Cemiyet –i Akvam’ın azınlıkları koruma sistemi, paradoksal biçimde, azınlıklara iyi gözle bakılmadığı bir dönemde kurulmuştu. O dönemin yeni düzeninin kurucularından Wilson, 1919 Paris Konferansında bakın ne düstur buyurmuş: “toprakların, o topraklarda yaşayan ahalinin ırkına, etnik karakterine göre hakça üleştirilmesi.” O dönemin yeni dünya düzeninde uluslar, toprak esasına göre değil, etnik ya da kültürel bütünlük olarak düşünülmüş. ABD ile İngiltere, iki liberal (!) canavar, uygun gördükleri yerlerde, Fransız devriminin öngördüğü vatandaşlığı nerdeyse kavimdaşlığa indirgeyince, yerlerinden oyna(tıla)mayan azınlıkları korumak ihtiyacı ortaya çıkmış. Yunanistan ile Türkiye’nin de bu yeni düzenden soyutlanmaları mümkün olmamış elbette. İkinci Dünya Savaşından sonra kurulan BM sistemi eşit vatandaşlığı öne çıkarmıştır, zamanla azınlık kavramını da içine alan şekilde. Günümüzün demokrasi ve insan hakları standartları, azınlıklara (ve azınlıkta olanlara) yabancı unsurlarmış gibi değil, yerli zenginlik olarak bakılmasını gerektirmektedir.

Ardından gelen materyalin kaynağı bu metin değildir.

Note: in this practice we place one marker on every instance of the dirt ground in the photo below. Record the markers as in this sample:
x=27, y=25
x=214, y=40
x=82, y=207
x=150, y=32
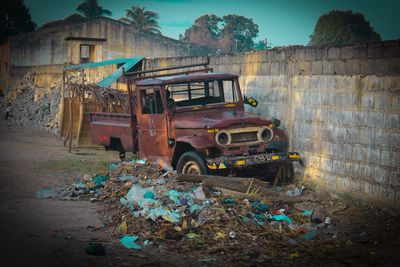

Bu çerçevede Lozan antlaşması çağına göre ilerici hükümler içerir. Ancak bugün azınlık hakları hukuku daha da ileriye gitmiştir. Yunanistan Türklerinin çeşitli haklarını korumak bakımından Lozan’ın yanısıra, uluslararası azınlık hakları hükümleri, AB mevzuatı ve Avrupa İnsanları Mahkemesi dayanak oluşturmaktadır. Bütün bu hukuki gelişmeyi, ilgili tarafların, Lozan’ı daha özgürlükçü yorumlamak, uygulamak için bir vesile olarak görmeleri beklenir. Bizim açımızdan, Lozan’ı değiştirmek yerine üstüne koymak gerekir.
Lozan Türkiye Cumhuriyeti’nin uluslararası hukuk matriksidir. Lozan uygulandıkça gençleşir, güncelleşir, her 24 Temmuz’da adeta yeniden doğar.